Highly Unstable Deal Would Install Merkel as Chancellor

I’m actually reasonably pleased with this result:

BERLIN – Conservative leader Angela Merkel said Monday she had reached a “good and fair” deal that will make her Germany’s first female chancellor in a power-sharing agreement that would end Gerhard Schroeder’s seven years in office.

Under the agreement, which ends a three-week political deadlock, Merkel would have to give most of the seats in the new Cabinet to Schroeder’s Social Democrats as the price of governing, including top jobs such as foreign minister.

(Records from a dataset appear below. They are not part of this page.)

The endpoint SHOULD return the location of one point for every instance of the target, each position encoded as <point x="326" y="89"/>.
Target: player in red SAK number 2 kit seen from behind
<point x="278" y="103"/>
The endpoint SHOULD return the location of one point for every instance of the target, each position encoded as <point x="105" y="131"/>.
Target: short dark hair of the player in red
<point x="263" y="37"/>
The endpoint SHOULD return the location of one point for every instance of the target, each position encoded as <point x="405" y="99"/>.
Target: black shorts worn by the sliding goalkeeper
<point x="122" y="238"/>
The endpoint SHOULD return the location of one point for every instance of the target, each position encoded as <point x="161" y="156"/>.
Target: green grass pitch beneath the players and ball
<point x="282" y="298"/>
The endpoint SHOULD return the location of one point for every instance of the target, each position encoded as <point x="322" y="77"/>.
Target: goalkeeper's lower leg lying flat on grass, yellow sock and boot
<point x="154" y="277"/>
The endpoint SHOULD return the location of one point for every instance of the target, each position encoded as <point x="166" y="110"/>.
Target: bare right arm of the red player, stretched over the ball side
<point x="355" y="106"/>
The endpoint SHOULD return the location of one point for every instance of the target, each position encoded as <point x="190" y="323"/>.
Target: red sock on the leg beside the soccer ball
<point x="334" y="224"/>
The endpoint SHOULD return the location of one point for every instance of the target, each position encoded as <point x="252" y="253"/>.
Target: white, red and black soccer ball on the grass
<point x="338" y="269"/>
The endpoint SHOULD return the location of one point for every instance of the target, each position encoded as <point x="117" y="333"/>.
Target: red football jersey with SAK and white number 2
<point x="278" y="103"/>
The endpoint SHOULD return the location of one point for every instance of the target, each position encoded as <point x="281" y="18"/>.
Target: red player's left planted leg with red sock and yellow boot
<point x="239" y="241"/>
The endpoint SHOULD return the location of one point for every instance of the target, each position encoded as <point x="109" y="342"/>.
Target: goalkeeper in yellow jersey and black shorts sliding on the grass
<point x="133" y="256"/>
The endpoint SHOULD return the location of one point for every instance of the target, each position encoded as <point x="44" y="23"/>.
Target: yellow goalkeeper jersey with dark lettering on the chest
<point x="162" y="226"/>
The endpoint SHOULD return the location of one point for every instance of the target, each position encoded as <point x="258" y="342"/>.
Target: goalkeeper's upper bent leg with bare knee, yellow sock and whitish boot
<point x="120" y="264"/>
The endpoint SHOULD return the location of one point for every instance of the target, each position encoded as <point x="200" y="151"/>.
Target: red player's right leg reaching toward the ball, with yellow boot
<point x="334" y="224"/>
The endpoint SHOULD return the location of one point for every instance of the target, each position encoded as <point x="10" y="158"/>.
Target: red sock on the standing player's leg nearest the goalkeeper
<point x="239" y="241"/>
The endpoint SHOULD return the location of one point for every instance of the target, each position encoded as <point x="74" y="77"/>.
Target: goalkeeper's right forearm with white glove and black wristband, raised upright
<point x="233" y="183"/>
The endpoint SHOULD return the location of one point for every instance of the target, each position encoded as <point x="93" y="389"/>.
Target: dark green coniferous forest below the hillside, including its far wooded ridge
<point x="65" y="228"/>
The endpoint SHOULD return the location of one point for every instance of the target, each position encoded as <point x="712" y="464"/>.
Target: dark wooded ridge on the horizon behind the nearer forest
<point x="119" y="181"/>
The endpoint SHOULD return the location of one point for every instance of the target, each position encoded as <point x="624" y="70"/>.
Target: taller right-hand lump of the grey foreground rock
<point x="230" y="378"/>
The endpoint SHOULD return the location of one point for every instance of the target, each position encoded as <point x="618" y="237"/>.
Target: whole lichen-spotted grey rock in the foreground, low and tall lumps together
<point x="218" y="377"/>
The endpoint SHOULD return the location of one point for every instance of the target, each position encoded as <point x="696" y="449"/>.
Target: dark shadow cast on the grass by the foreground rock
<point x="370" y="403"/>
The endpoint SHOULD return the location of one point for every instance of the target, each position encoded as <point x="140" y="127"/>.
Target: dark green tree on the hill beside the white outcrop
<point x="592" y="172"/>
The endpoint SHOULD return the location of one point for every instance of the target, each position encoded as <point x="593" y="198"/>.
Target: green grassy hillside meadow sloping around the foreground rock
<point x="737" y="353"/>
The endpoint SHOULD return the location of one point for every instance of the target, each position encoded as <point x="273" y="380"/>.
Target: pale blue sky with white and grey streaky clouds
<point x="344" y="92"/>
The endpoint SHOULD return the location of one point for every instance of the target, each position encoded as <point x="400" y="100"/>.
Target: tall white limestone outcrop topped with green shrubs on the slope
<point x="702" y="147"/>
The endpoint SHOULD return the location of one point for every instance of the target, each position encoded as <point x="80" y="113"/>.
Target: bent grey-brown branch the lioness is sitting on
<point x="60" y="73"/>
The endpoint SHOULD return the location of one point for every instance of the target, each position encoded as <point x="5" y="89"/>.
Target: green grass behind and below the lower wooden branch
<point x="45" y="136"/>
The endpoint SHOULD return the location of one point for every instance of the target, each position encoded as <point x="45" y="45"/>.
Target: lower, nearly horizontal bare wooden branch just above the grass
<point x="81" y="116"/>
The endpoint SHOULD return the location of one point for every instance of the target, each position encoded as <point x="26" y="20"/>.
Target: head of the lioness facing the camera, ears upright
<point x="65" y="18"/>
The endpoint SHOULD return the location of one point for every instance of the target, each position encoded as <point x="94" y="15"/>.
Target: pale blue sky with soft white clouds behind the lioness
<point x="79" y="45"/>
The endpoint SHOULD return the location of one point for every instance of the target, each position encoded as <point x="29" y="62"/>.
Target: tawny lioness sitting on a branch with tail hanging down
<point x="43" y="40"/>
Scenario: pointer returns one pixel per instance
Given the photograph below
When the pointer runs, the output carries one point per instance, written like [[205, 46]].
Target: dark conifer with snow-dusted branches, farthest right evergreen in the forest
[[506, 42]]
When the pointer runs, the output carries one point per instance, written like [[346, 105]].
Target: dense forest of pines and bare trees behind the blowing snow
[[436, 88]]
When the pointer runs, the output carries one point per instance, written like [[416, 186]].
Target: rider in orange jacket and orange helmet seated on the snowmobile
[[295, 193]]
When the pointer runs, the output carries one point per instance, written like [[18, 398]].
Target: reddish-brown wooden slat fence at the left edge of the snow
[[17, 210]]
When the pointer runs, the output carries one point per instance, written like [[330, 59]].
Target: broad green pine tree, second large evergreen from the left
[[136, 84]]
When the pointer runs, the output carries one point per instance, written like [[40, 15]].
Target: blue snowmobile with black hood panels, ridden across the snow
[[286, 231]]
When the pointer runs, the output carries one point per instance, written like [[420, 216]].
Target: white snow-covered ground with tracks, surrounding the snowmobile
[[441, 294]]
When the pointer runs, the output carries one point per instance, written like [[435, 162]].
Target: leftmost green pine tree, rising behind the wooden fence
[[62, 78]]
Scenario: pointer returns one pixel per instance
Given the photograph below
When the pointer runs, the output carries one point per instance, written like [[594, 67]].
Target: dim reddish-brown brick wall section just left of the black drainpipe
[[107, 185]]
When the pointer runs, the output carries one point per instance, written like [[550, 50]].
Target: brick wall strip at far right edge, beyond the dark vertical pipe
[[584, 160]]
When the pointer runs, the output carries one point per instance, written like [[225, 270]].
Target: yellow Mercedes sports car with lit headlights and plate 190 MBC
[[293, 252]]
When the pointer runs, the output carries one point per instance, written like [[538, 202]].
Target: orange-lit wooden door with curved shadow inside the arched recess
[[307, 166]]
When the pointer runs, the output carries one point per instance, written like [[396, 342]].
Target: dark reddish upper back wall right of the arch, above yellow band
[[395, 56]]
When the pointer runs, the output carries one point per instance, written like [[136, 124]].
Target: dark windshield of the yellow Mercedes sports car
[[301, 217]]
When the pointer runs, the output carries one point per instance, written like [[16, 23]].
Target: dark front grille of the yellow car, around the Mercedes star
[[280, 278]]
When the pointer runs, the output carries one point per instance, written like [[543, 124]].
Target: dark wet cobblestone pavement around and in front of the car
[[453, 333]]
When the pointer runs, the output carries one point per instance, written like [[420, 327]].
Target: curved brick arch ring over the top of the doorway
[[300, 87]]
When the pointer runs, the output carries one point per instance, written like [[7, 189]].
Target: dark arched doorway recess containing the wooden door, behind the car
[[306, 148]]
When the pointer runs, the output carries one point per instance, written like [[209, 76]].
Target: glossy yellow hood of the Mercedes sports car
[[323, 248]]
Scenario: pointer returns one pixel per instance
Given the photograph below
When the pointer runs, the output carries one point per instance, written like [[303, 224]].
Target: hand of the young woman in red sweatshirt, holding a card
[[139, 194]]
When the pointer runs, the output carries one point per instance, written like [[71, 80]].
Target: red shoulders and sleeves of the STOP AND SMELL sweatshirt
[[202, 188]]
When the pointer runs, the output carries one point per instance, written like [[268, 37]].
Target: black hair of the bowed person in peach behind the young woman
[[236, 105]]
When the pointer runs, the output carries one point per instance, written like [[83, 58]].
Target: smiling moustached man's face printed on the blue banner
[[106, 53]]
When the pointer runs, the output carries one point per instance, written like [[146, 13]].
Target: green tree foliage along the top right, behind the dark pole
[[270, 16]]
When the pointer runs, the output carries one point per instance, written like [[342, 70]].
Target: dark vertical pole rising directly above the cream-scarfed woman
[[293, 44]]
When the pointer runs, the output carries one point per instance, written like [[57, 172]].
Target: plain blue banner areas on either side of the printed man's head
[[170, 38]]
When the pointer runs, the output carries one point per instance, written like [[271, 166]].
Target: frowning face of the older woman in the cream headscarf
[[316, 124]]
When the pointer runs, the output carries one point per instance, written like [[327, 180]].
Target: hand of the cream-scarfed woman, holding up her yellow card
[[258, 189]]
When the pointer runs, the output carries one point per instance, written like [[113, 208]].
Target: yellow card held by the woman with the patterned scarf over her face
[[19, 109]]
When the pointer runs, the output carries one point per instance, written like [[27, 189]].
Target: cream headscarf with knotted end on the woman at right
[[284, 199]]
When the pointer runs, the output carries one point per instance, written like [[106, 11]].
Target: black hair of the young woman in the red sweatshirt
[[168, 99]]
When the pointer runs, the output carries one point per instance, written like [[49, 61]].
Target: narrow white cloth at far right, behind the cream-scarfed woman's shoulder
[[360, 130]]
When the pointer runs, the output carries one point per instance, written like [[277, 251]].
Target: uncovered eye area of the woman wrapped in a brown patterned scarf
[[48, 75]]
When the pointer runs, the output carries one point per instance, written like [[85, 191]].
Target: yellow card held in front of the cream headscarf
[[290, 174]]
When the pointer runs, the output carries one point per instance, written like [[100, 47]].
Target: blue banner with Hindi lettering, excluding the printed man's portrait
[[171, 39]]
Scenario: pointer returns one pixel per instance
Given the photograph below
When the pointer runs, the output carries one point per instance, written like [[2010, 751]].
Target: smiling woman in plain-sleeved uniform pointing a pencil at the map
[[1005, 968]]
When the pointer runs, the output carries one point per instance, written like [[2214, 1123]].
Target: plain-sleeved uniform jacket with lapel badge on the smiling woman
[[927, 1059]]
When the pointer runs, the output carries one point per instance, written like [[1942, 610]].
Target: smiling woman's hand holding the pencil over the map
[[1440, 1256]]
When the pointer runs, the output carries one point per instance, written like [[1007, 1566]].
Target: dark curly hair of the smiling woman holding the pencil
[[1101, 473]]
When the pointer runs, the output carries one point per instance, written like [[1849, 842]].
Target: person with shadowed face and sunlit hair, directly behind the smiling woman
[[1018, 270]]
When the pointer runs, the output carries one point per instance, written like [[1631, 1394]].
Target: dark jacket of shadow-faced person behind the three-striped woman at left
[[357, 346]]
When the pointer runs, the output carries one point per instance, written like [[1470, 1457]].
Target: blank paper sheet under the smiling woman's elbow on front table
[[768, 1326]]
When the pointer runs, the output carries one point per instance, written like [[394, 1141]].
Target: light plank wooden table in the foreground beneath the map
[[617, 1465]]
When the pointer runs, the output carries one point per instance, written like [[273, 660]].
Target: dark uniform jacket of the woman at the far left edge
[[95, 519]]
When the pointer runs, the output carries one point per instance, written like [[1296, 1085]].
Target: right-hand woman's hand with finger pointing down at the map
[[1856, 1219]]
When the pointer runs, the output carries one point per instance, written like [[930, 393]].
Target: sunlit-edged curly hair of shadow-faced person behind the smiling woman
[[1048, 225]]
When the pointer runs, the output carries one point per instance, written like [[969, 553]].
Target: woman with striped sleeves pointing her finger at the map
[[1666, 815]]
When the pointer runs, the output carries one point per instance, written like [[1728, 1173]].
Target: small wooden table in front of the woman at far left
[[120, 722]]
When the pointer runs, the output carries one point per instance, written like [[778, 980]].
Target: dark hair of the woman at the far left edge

Merkel also said good relations with the United States — another possible sticking point with Schroeder’s party — would be a priority. “I am convinced that good trans-Atlantic relations are an important task and that they are in Germany’s interests,” she said.

Given the state of anti-Americanism in Germany, the best we could hope for was to knock Germany out of Franco-German coalition. This will not only do that, but also keep Germany in a state of such perpetual instability that it will be effectively paralyzed. If that deepens or prolongs its recession, then the effect will be to weaken the entire EU experiment. Given that the EU is like a Seinfeld episode writ across the face of a continent–by which I mean that it’s “about” nothing–it’s for the best that the nations of Central and Eastern Europe should have more time to rise, prosper, and gain influence within Europe before EU bureaucracy is set in stone.

The bad news is that the party that retains the Chancellorship will get the blame if, as is likely, the recession does continue. Schroeder will now be able to fight against reforms from the sidelines while the CDU takes a beating for the many things that will go wrong. This could set the stage for an SDP comeback.